I had a talk with my supervisor and he noticed that I forgot to take into account that most people would try to max out their stats by the time they reach DL 50. So what I did was take an average of the base stats of the 4 character dumps I used (weighted by how close they are to DL 50), and reran the simulations on the existing uniques.

Additionally, I revised the criteria used for evaluating a unique.
1. Win/Lose ratio. Still the same.
2. Average item consumption. Now weighted by the cost of the item.
3. Average HP consumption. This now simply tracks how much HP the player has lost (can go over max HP due to healing and whatnot).
4. Reasonable turns. Not too long, not too short. I took the average number of turns for all uniques tested as a start, which turned out to be 42.

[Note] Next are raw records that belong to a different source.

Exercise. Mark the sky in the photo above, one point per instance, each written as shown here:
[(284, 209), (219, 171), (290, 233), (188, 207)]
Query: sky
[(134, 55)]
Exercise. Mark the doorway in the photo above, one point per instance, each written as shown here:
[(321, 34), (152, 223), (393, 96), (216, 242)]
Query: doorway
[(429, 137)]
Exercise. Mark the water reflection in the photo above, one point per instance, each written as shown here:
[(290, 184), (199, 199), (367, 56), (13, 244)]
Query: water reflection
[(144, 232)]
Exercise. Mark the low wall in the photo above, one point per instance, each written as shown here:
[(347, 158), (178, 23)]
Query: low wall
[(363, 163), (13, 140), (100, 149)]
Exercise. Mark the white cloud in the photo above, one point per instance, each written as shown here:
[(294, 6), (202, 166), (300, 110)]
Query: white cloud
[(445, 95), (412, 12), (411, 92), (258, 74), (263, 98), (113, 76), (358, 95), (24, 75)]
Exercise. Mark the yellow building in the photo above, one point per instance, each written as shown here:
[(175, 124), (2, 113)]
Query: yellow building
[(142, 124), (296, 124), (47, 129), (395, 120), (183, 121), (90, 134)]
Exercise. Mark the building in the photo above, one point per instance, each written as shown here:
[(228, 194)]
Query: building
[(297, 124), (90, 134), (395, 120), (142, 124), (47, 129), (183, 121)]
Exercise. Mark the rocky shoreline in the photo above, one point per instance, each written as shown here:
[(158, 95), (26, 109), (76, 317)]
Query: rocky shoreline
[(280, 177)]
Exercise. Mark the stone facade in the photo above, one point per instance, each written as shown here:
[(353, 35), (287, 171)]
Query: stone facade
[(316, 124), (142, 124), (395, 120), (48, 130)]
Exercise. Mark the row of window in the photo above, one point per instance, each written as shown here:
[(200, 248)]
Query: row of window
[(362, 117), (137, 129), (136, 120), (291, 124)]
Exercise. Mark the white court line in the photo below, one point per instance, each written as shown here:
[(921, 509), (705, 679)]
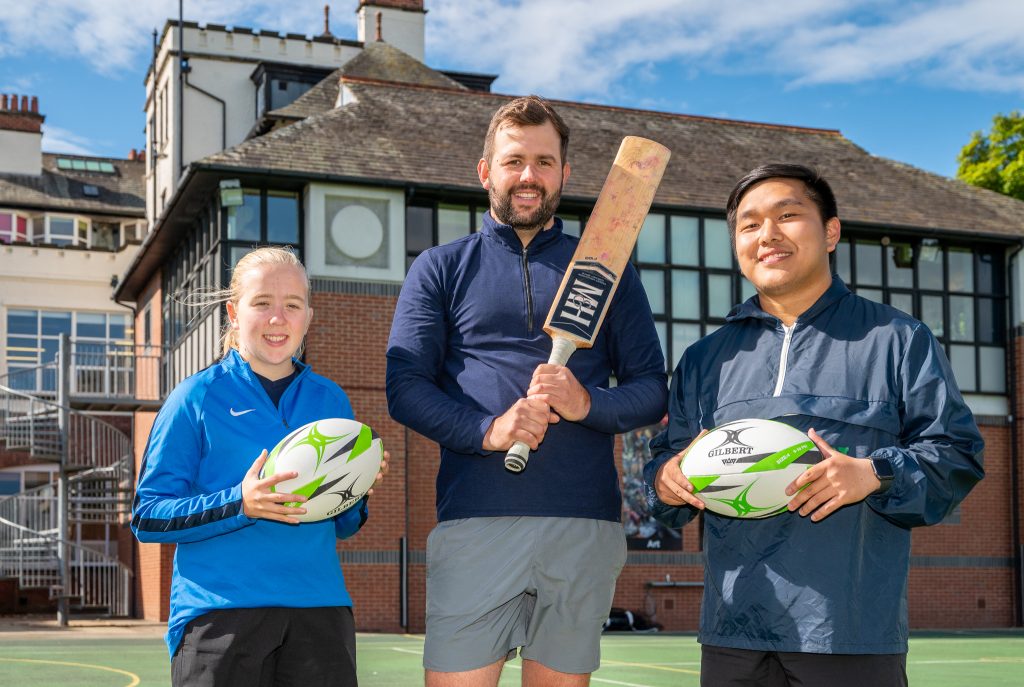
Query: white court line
[(519, 668)]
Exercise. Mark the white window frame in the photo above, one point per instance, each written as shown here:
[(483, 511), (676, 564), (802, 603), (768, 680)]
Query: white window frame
[(14, 215)]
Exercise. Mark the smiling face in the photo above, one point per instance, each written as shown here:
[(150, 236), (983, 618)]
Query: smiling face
[(270, 317), (782, 245), (524, 177)]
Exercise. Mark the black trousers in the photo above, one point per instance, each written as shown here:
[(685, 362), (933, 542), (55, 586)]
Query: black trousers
[(721, 667), (267, 647)]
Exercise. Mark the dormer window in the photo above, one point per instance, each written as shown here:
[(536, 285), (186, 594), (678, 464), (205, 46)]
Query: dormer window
[(13, 226)]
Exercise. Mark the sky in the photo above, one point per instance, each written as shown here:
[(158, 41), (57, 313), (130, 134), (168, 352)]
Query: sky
[(908, 80)]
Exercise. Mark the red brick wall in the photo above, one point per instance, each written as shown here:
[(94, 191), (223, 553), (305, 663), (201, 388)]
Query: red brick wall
[(155, 561), (347, 342)]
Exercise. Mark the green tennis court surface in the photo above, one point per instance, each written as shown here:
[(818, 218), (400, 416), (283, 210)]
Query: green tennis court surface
[(79, 658)]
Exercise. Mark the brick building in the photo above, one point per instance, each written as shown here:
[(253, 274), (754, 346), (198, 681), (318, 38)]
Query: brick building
[(376, 162)]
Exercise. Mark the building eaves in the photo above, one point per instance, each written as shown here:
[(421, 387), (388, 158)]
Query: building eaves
[(120, 192), (424, 134)]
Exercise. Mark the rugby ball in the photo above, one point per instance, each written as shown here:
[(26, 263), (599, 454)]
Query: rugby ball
[(741, 468), (337, 461)]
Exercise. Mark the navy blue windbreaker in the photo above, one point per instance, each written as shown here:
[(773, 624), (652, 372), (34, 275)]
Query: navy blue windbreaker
[(466, 338), (872, 381)]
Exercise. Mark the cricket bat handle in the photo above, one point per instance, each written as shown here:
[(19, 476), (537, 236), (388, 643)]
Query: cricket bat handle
[(515, 459)]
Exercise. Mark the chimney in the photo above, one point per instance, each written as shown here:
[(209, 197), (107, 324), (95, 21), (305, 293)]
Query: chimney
[(327, 23), (404, 19), (20, 135)]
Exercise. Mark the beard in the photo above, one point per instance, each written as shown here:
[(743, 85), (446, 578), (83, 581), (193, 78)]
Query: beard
[(503, 210)]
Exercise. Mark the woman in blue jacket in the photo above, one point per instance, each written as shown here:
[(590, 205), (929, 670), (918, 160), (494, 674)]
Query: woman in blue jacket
[(256, 598)]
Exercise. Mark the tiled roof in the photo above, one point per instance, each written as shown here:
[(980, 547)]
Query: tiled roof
[(379, 61), (119, 192), (426, 135)]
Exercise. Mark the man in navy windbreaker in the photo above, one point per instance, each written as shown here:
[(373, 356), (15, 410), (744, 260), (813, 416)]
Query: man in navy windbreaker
[(519, 561), (816, 596)]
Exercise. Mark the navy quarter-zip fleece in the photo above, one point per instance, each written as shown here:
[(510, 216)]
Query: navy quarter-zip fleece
[(466, 338)]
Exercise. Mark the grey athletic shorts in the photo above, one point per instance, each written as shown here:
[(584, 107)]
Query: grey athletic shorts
[(498, 584)]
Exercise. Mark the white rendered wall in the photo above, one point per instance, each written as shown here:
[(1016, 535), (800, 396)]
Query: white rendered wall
[(402, 29), (221, 62), (20, 153), (54, 278)]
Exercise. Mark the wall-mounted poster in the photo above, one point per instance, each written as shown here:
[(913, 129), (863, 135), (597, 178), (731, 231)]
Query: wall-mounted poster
[(642, 530)]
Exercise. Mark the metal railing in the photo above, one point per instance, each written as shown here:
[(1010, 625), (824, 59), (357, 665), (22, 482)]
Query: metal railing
[(32, 424), (95, 580), (99, 369)]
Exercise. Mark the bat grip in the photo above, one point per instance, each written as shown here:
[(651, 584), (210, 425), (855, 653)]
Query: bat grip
[(518, 455)]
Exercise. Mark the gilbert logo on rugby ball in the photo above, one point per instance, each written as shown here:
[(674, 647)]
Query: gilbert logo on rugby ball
[(337, 461), (741, 468)]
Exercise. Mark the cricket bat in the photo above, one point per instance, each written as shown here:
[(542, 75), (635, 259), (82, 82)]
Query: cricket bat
[(591, 278)]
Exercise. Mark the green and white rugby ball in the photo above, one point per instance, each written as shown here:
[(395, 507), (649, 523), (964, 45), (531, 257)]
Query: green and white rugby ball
[(337, 461), (740, 469)]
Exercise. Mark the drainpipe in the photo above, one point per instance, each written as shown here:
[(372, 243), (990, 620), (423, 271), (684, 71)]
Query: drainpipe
[(1015, 500)]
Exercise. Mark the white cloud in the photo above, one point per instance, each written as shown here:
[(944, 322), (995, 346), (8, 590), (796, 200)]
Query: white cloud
[(114, 35), (61, 140), (591, 48)]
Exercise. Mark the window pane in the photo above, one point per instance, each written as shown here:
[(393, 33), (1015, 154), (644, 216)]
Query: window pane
[(105, 235), (930, 266), (453, 222), (61, 230), (91, 325), (653, 284), (23, 349), (993, 370), (931, 314), (682, 337), (961, 317), (23, 321), (902, 302), (962, 359), (282, 218), (900, 265), (991, 320), (6, 227), (685, 294), (56, 323), (685, 241), (720, 299), (650, 245), (569, 226), (718, 249), (961, 270), (419, 228), (989, 273), (843, 260), (868, 263), (243, 220), (870, 294)]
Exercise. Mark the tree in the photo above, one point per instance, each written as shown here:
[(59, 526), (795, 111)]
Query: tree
[(996, 161)]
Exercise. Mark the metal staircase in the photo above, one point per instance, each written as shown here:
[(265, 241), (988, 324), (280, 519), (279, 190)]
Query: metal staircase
[(64, 537)]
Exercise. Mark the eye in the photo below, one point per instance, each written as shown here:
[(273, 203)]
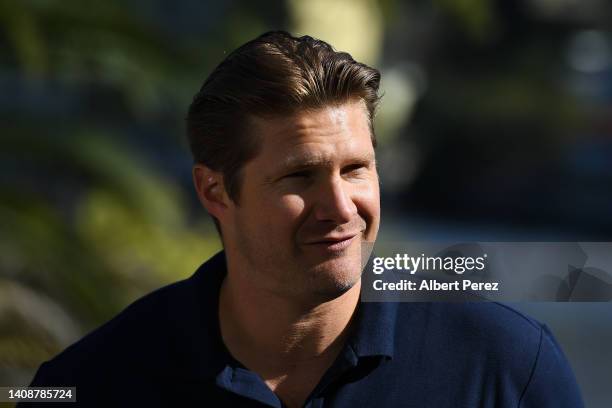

Some interesting correlations:
1. Win/Lose ratio and depth actually worsened slightly from -0.849 to -0.837. However, the change is less than 0.05(5%), so it's not too significant.
2. Item consumption and depth improved from 0.268 to 0.442! Which probably shows that the new weighted measure is a better indicator.
3. HP consumption and depth also shows a high correlation of 0.801.
4. Reasonable turns and depth barely have a correlation of 0.066...but that's no surprise considering it doesn't differentiate between winning or losing too fast.
5. Power also shows improved correlation with win/lose ratio from -0.412 to -0.491. Also has correlation with item consumption at 0.167 and HP consumption at 0.405. The correlations here actually look a bit similar to the earlier depth correlations, though not as strong.

My new proposed evaluation function takes these factors into account (closeness being a measure of W/L approaching 0.5):
1. Correlations with depth as sign of appropriateness/viability
Closeness = HP > Item (roughly)

2. HP consumption and reasonable turns require...a special kind of normalization(ie. have to predict the biggest range we might encounter in simulations). As such, we might not want to rely on them too much.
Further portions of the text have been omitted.